To investigate a system for sustaining higher ATP, Shain has committed himself to researching ice worms, the only annelid worms known to spend their whole lives in glacial ice. In addition to potential protection from the cold, keeping higher ATP levels in human cells could bring about improvements in organ transplantation. Donated organs have to be transplanted into recipients within a very brief time frame – often 24 hours or less. However, that window may be extended by boosting the ATP levels when the organ is being refrigerated

“We have tried to manipulate human cells to have these elevated ATP levels to mimic ice worm physiology,” Shain said. “The idea is to try and keep these organs alive from days to weeks instead of hours.”

“The easiest way to think about it is that we have a thermostat in our body that regulates energy,” he added. “It keeps energy levels from getting too high. In ice worms, that thermostat is broken. They have all this extra ATP.”

Shain said adding extra ATP to a cellular system at colder temperatures allows the processes of the cell to continue working.

“Everything slows in lower temperature. Molecules move more slowly and biochemical reactions occur when molecules collide,” Shain explained to redOrbit. “So if molecules are moving more slowly, they have a lower chance of colliding – slowing down reactions in your body.”

“To compensate for that, you add more stuff – in this case ATP,” he continued. “ATP needs to collide with other molecule in the cell for those reactions to move forward. So you just increase the probability of molecular collisions.”

Ice worms aren’t completely resistant to the effects of freezing temperatures. They tend to live on coastal glaciers, where the temperature remains steady, instead of on inland glaciers, where temperatures are in flux and can get much colder. If temperatures drop a few degrees below zero, the ice worms will die, Shain said.
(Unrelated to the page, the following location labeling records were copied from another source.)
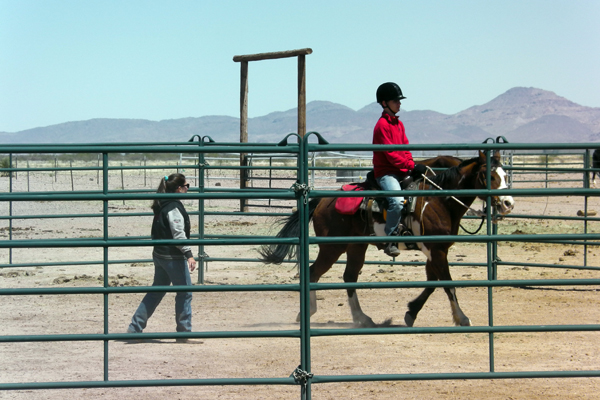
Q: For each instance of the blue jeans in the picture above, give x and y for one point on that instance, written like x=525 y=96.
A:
x=395 y=204
x=166 y=271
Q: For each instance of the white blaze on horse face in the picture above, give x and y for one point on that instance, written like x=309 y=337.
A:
x=506 y=203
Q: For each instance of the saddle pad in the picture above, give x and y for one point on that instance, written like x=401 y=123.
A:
x=349 y=205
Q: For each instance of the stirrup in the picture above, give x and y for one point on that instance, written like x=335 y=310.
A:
x=391 y=250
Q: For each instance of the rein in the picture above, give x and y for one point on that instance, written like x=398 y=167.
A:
x=476 y=212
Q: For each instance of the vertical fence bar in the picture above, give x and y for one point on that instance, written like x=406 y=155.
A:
x=304 y=259
x=10 y=207
x=201 y=254
x=105 y=256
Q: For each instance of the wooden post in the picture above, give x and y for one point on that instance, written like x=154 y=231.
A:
x=244 y=59
x=243 y=129
x=301 y=95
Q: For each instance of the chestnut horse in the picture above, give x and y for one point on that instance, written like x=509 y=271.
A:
x=433 y=215
x=595 y=165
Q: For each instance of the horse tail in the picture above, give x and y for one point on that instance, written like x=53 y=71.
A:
x=276 y=253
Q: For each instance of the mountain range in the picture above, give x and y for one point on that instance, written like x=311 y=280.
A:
x=525 y=115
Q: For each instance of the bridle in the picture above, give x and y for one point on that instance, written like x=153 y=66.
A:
x=477 y=213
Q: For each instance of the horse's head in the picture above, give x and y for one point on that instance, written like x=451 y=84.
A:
x=502 y=204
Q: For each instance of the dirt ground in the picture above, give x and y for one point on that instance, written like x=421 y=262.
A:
x=274 y=310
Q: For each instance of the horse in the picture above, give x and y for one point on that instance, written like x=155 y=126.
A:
x=433 y=215
x=595 y=165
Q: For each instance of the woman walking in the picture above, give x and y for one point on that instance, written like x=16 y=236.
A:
x=172 y=264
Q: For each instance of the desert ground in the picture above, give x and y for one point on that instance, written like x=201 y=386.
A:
x=164 y=359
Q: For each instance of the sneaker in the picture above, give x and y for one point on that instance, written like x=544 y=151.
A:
x=391 y=250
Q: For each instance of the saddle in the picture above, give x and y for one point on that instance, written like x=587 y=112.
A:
x=377 y=205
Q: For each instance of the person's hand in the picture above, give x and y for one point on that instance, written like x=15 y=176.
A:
x=418 y=171
x=191 y=264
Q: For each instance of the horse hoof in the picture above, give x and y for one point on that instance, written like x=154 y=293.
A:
x=365 y=323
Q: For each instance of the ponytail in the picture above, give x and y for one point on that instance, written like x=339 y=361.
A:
x=168 y=184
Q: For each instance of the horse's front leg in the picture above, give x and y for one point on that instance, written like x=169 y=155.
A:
x=458 y=316
x=436 y=269
x=354 y=263
x=313 y=305
x=327 y=256
x=443 y=273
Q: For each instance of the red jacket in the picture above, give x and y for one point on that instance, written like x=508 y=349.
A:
x=390 y=130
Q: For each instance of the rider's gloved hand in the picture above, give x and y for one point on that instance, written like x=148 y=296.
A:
x=418 y=171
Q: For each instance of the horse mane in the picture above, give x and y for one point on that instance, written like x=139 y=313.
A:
x=452 y=174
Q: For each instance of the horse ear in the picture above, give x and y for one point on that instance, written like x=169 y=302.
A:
x=481 y=157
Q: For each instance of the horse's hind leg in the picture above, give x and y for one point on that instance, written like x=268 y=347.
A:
x=354 y=263
x=443 y=271
x=459 y=318
x=328 y=255
x=437 y=270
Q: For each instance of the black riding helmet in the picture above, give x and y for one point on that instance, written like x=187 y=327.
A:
x=389 y=91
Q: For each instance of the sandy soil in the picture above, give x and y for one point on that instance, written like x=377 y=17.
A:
x=276 y=357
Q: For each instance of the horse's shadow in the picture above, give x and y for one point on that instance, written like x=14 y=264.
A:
x=330 y=324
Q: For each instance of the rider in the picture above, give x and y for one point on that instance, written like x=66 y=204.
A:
x=391 y=167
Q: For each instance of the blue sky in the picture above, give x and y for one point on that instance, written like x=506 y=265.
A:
x=66 y=61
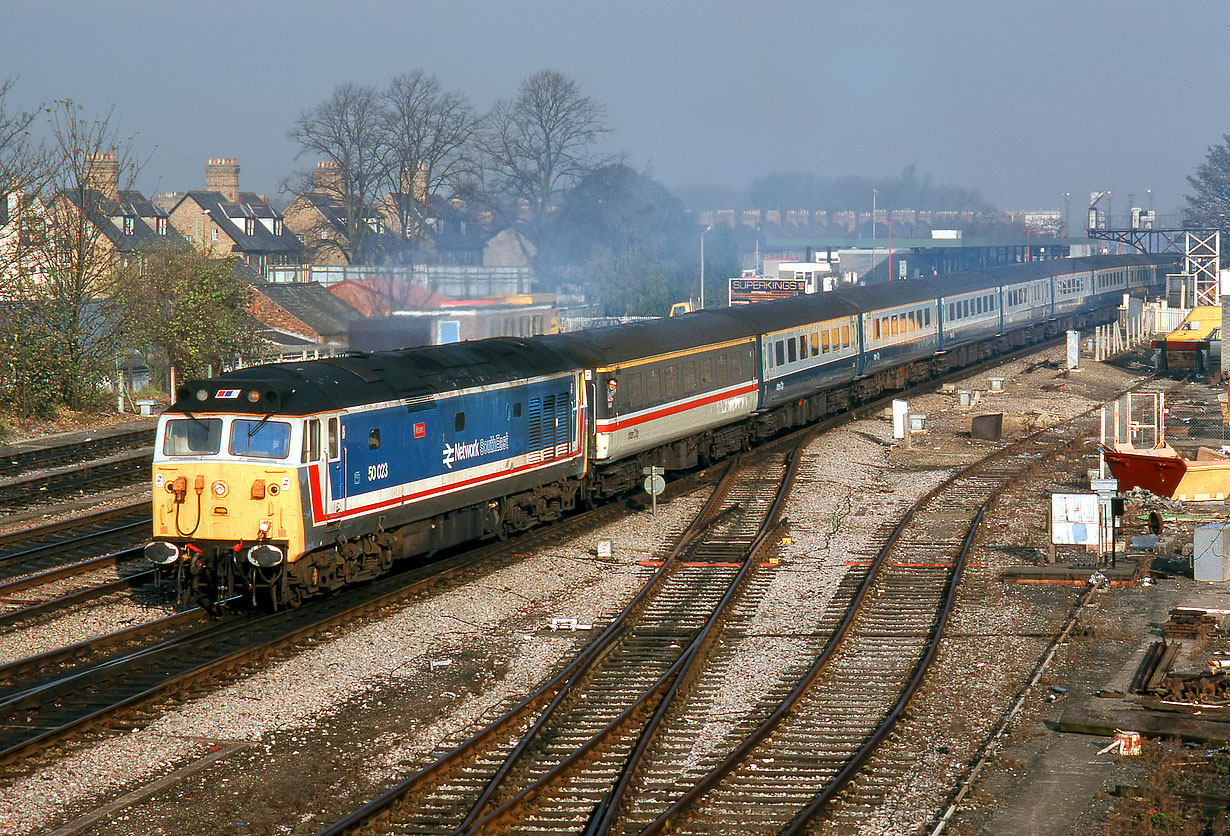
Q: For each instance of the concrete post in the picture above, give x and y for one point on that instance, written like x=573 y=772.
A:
x=1225 y=330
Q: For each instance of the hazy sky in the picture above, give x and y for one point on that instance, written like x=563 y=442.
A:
x=1021 y=100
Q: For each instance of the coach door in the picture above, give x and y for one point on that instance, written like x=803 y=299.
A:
x=335 y=481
“They are paradoxically very sensitive to freezing,” the Rutgers researcher noted. “They’re able to live right at the freezing point thanks to their elevated ATP levels.”

The Rutgers scientist said he has had some success trying to replicate the behavior of ice worm cells while working with cells from a fly.

“We can genetically change machinery of a fly much more easily than we can in humans,” Shain said. “In a fly, you can break that machinery pretty easily and there’s only one thermostat in a fly.”

“The problem with humans is there’s more than one thermostat – there’s multiple thermostats. So if you break one, then the other thermostat kicks in,” he added. “We’re not sure how many thermostats are in a human cell. There may be as many as four, which is problematic. We can try to get rid of one, but then there’s another one. Then, well, we have get rid of that one – then there’s another one. It a real pain in the butt.”

“We now feel like we partially understand the mechanism for making this change and we’ve only just scratched the surface of applying it to human cells,” Shain said. “We’ve learned it’s not so easy, but it’s not impossible, either.”